OLEDs for display and lighting

Organic light-emitting diodes (OLED), first demonstrated using small molecules by C. Tang (Kodak)  have attracted a great amount of interest as a building block for next-generation flat panel displays. IOEL puts its research thrust on advancing OLED technology from device-level improvement for active-matrix OLED (AMOLED) display and solid-state lighting. IOEL's major efforts in this area includes flexible and/or transparent displays, outcoupling enhancing structures for efficient display and lighting devices, polarizer-free high-contrast OLEDs. Not only experimental approaches but also optical simulation and analysis are being carried out for rational design of efficient OLEDs that can fulfill various needs of emerging applications.

OPVs for energy havesting

Today's growing needs for energy resource demand sustainable and renewable energy source such as photovoltaic (PV) technology. Organic solar cells, based on heterostructures that are similar to OLEDs, are rapidly gaining perception as potential low-cost alternatives to conventional PV technologies. For this technology to demonstrate its full potential, however, many hurdles need to be overcome. IOEL's mission is to contribute to communities by finding innovative ways to realize scalable and practical organic PV (OPV) technologies

OTFTs for integrated printed electronics

"Beyond Moore's law - The goal is not to replace single-crystal silicon technology, but rather to address applications and opportunities not solvable by silicon and a Moore's Lawapproach." [ T. N. Jackson, Nature Mater. 4 (8) (2005) 
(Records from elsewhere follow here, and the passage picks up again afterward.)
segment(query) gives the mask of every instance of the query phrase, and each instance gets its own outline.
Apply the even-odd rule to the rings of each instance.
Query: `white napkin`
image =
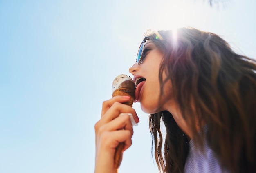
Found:
[[[134,119],[133,118],[133,117],[132,116],[132,114],[131,113],[121,113],[120,114],[120,115],[119,115],[119,116],[122,116],[123,115],[129,115],[129,116],[130,117],[130,119],[131,121],[131,122],[132,123],[132,126],[137,126],[138,125],[138,123],[136,123],[136,122],[135,122],[135,120],[134,120]]]

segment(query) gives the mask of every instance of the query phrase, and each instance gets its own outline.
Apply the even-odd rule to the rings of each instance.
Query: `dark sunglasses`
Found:
[[[144,50],[144,46],[146,41],[149,40],[149,38],[148,37],[145,37],[141,44],[139,46],[139,50],[138,51],[138,54],[137,54],[137,58],[136,58],[136,63],[139,64],[141,64],[142,63],[142,61],[144,60],[144,57],[142,56],[143,55],[143,51]]]
[[[160,34],[159,34],[158,31],[155,31],[154,32],[156,35],[156,39],[163,40],[163,38],[162,36],[161,36],[161,35],[160,35]],[[138,54],[137,54],[137,58],[136,58],[136,63],[141,64],[142,63],[142,61],[143,61],[143,60],[144,60],[145,57],[143,56],[143,51],[144,51],[144,46],[145,46],[145,44],[146,43],[146,42],[147,41],[147,40],[149,40],[150,38],[148,37],[145,37],[144,38],[142,42],[141,42],[141,44],[139,46],[139,50],[138,51]]]

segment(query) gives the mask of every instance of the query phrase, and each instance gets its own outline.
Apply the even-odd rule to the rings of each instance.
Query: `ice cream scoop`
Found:
[[[132,107],[132,104],[134,101],[135,89],[135,84],[131,78],[124,74],[119,75],[113,81],[112,97],[117,95],[130,96],[129,101],[124,104]],[[132,116],[131,118],[132,118]],[[120,164],[122,150],[124,146],[124,142],[120,143],[116,148],[114,158],[114,166],[117,169]]]

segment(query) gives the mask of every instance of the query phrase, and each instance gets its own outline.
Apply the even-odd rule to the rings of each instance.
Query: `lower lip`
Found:
[[[143,90],[143,88],[144,86],[144,84],[145,81],[141,82],[137,86],[136,89],[135,90],[135,102],[139,102],[140,98],[142,95],[142,93]]]

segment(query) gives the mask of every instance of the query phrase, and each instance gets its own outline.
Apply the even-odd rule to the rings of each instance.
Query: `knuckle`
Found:
[[[106,132],[106,131],[105,131],[105,128],[103,126],[101,126],[99,128],[98,130],[98,134],[101,135],[102,135]]]
[[[99,121],[95,123],[95,124],[94,125],[94,129],[95,130],[95,131],[98,131],[99,129],[101,126],[101,123],[100,123]]]
[[[108,105],[108,100],[105,100],[103,102],[102,102],[102,106],[104,107],[104,106],[106,106],[106,105]]]
[[[120,103],[118,102],[115,102],[113,104],[113,106],[119,106],[120,104]]]

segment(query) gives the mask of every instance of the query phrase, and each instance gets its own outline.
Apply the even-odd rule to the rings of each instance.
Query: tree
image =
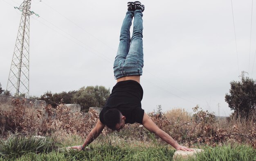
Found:
[[[256,108],[256,83],[247,77],[241,81],[230,82],[229,94],[227,94],[225,100],[237,116],[247,118],[250,112]]]
[[[82,111],[87,112],[90,107],[102,107],[110,94],[110,89],[104,86],[83,87],[74,95],[73,100],[81,105]]]

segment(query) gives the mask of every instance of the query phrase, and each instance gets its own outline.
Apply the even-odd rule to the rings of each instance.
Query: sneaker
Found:
[[[127,3],[127,10],[129,11],[134,11],[135,10],[134,2],[129,2]]]
[[[134,2],[135,10],[140,9],[142,12],[145,10],[145,6],[141,5],[141,3],[139,1],[135,1]]]
[[[145,6],[143,4],[142,4],[141,5],[141,11],[142,11],[142,12],[143,12],[143,11],[145,10]]]

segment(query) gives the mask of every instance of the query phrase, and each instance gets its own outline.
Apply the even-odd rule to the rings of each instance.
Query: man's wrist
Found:
[[[83,151],[84,151],[84,150],[85,150],[85,147],[84,147],[83,148],[83,146],[82,146],[82,146],[81,146],[81,149],[82,149],[82,150],[83,150]]]

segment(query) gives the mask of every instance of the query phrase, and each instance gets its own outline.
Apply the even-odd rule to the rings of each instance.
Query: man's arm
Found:
[[[83,144],[81,146],[74,146],[71,147],[71,148],[77,149],[79,150],[83,150],[83,148],[84,148],[87,145],[89,145],[90,143],[92,142],[94,139],[96,139],[96,138],[101,133],[101,131],[102,131],[104,129],[105,126],[105,125],[102,124],[100,121],[99,119],[95,127],[94,127],[94,128],[92,130],[90,133],[89,133],[88,136],[86,137],[85,141],[84,143],[83,143]]]
[[[150,131],[155,133],[159,137],[163,140],[164,141],[177,150],[182,150],[184,151],[193,151],[185,146],[180,146],[175,140],[173,139],[167,133],[159,128],[158,126],[155,124],[150,117],[146,113],[144,113],[142,125]]]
Organic or some oxide field-effect transistors (FET) that are prepared by low-cost processes such as printing are expected to play an important role in advance of electronic devices that can benefit from thin, flexible form factors and are akin to ultralow fabrication cost. Such example can be found in RFID tags and smart labels. IOEL will work on development of printable low-cost FET technology and will work also on its implementation into integrated devices of higher complexity and functionality.

Vapor jet printing for low-cost printed electronics

Organic vapor jet printing (OVJP) is a solvent-free printing method in which thermally generated organic vapor is carried by inert gas through a small nozzle to deposit organic thin films according to a desired pattern.